The event opened with co-host Mathew Kressel, welcoming the audience, reporting that co-host Ellen Datlow was vacationing in China, and announcing upcoming readers: On May 20, Wesley Chu and Nicole Kornher-Stace; on June 17, Dale Bailey and Simon Strantzas; and on July 15, Jeffrey Ford and David Edison. He then introduced the first reader of the evening.

Ken Liu

Ken Liu

Ken Liu is a rising star in the field, already a winner of the Nebula, Hugo and World Fantasy Awards. He offered two excerpts from his debut novel The Grace of Kings (Saga Press), an epic fantasy (640 pages) which he described as steampunk with an East Asian flavor, or “silkpunk.” (Airships are silk-draped and battle kites engage in aerial duels.) His first selection introduced the protagonist, Kuni Garu, a charming street punk and bandit, in a land – not exactly historical China – which has been conquered by an empire forcibly unifying its region. Later he ends up in a rebellion against the emperor and becomes a duke. The second passage read was particularly appropriate for the day as it concerned a tax scheme, and was grounded in Liu’s particular expertise – he used to be a tax lawyer. The novel is Book I of the “Dandelion Dynasty” series.

James Morrow

James Morrow

After a recess, David Mercurio Rivera, filling in for Datlow, introduced the second and final reader. James Morrow is a two-time recipient of both the World Fantasy and Nebula Awards, as well as a winner of the Theodore Sturgeon Memorial Award, the Grand Prix de l’Imaginaire and the Prix Utopia, and has been hailed by the New York Times as “a wildly imaginative and generous novelist who plays hilarious games with grand ideas.” He read a later section from his most recent effort, Galápagos Regained (St.
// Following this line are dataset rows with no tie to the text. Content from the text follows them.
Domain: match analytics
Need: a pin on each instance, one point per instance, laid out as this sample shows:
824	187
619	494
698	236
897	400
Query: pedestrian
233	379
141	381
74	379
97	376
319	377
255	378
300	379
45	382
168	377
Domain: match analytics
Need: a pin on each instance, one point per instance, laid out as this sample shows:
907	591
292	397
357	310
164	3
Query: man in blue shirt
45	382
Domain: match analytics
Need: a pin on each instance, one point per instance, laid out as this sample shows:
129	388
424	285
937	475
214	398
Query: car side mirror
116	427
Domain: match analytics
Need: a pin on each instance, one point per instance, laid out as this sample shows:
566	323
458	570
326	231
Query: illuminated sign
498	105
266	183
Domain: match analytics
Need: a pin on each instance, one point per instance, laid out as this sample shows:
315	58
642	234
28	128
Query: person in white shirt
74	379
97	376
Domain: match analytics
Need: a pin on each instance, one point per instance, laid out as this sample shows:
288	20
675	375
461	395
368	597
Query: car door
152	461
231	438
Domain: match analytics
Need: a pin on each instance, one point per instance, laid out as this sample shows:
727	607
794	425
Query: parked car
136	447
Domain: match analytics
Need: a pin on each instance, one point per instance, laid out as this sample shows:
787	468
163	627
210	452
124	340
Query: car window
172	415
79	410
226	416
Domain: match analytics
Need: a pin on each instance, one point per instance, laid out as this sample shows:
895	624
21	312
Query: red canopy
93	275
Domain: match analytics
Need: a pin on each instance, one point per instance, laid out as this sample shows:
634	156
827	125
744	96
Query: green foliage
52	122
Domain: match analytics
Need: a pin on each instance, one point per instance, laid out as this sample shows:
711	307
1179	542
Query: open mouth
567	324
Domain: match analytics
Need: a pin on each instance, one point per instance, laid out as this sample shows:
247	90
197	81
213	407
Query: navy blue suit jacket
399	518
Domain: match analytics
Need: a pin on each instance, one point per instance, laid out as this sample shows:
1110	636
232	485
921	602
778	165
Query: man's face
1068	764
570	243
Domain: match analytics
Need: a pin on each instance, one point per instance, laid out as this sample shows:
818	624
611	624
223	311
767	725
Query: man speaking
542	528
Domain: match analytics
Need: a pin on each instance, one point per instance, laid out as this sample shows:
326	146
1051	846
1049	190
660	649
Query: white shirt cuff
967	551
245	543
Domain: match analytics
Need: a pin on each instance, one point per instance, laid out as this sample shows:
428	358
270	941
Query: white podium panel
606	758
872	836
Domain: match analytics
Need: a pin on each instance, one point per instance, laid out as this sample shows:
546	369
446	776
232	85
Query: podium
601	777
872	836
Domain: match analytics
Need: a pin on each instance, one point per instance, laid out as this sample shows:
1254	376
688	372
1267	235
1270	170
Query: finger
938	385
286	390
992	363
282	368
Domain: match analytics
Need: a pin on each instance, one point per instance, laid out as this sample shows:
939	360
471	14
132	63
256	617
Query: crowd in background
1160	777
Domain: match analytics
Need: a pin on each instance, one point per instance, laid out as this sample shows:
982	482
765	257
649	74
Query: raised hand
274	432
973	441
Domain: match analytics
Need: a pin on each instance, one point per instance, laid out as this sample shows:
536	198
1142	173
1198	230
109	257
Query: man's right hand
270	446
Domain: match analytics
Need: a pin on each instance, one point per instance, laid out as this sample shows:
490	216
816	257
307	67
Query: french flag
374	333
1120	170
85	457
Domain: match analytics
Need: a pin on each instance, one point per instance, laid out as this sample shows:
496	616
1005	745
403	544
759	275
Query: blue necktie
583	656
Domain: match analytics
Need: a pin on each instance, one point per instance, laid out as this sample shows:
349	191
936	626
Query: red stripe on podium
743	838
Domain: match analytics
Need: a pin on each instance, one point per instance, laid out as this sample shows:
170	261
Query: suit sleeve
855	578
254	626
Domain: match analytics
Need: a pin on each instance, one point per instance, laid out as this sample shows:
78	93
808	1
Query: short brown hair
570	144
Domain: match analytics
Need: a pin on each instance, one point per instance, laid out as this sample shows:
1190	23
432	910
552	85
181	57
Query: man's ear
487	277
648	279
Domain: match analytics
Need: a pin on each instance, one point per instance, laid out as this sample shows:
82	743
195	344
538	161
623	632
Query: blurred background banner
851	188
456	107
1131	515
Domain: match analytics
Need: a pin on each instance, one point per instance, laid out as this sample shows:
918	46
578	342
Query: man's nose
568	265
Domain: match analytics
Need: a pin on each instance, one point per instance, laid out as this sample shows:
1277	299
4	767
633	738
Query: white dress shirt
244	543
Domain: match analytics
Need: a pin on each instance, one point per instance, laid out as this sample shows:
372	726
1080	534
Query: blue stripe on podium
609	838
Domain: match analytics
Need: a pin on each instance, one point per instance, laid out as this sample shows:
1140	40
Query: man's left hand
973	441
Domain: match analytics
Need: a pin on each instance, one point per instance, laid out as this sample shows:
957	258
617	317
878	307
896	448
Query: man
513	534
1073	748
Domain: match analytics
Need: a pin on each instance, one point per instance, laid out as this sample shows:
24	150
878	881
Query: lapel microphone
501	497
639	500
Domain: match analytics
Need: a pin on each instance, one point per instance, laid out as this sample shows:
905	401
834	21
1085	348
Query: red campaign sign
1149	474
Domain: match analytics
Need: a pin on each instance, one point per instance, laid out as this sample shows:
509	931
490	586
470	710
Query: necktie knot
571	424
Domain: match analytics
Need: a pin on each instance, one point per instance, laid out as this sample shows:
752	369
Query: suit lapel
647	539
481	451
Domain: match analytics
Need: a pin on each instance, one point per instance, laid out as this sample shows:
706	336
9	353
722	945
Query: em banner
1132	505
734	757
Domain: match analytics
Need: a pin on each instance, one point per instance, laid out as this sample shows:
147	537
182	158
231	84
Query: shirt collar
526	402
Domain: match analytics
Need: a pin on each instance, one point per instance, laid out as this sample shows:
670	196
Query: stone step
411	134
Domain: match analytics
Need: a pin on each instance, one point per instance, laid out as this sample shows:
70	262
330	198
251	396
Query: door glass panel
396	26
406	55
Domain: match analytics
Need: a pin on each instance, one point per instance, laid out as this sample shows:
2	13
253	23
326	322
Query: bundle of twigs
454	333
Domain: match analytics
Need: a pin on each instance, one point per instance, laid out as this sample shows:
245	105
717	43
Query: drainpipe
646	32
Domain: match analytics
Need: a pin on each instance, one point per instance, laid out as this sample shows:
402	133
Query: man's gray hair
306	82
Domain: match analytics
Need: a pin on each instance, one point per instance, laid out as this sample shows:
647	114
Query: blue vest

Martin’s Press) (not, as he’d joked, the entire novel, though, at “only” 496 pages, it was shorter than Liu’s opus). This choice was appreciated, as a few of us had heard him read from an earlier chapter at a NYRSF reading back in October.

Chloe Bathurst, an actress turned governess for Darwin’s menagerie of strange creatures from the Galápagos Islands turned explorer posing as a seer named Lady Omega, has set out to win the ?10,000 prize in the Percy Bysshe Shelley’s Great God Contest by disproving the existence of God, has set out for the archipelago. Along the way she learns of a plot by a rogue Church of England faction that has sent out a team of convicts to cleanse the Galápagos of any fauna, such as the giant tortoises, that might prove Darwinism. If that doesn’t sound loopy enough, in the selection that Morrow read, she encounters a colony of American polygamists that has set up a “Duntopia,” a very imperfect utopia based on mediocrity and its own peculiar (and riotously irreverent) take on the Book of Mormon. The audience was convulsed in laughter throughout.

Books by both readers were for sale at the back of the room from the Word bookstore in Brooklyn. Afterward, an expedition headed out for dinner.

One thought on “Alternate Tortoises and Taxes at the KGB Bar with James Morrow and Ken Liu

  1. Nice review, Mark.

    Synchronicity … this review seems to have crossed paths with the latest news that Ken Liu is also now once again a Hugo nominee, as translator for The Three Body Problem by Liu Cixin.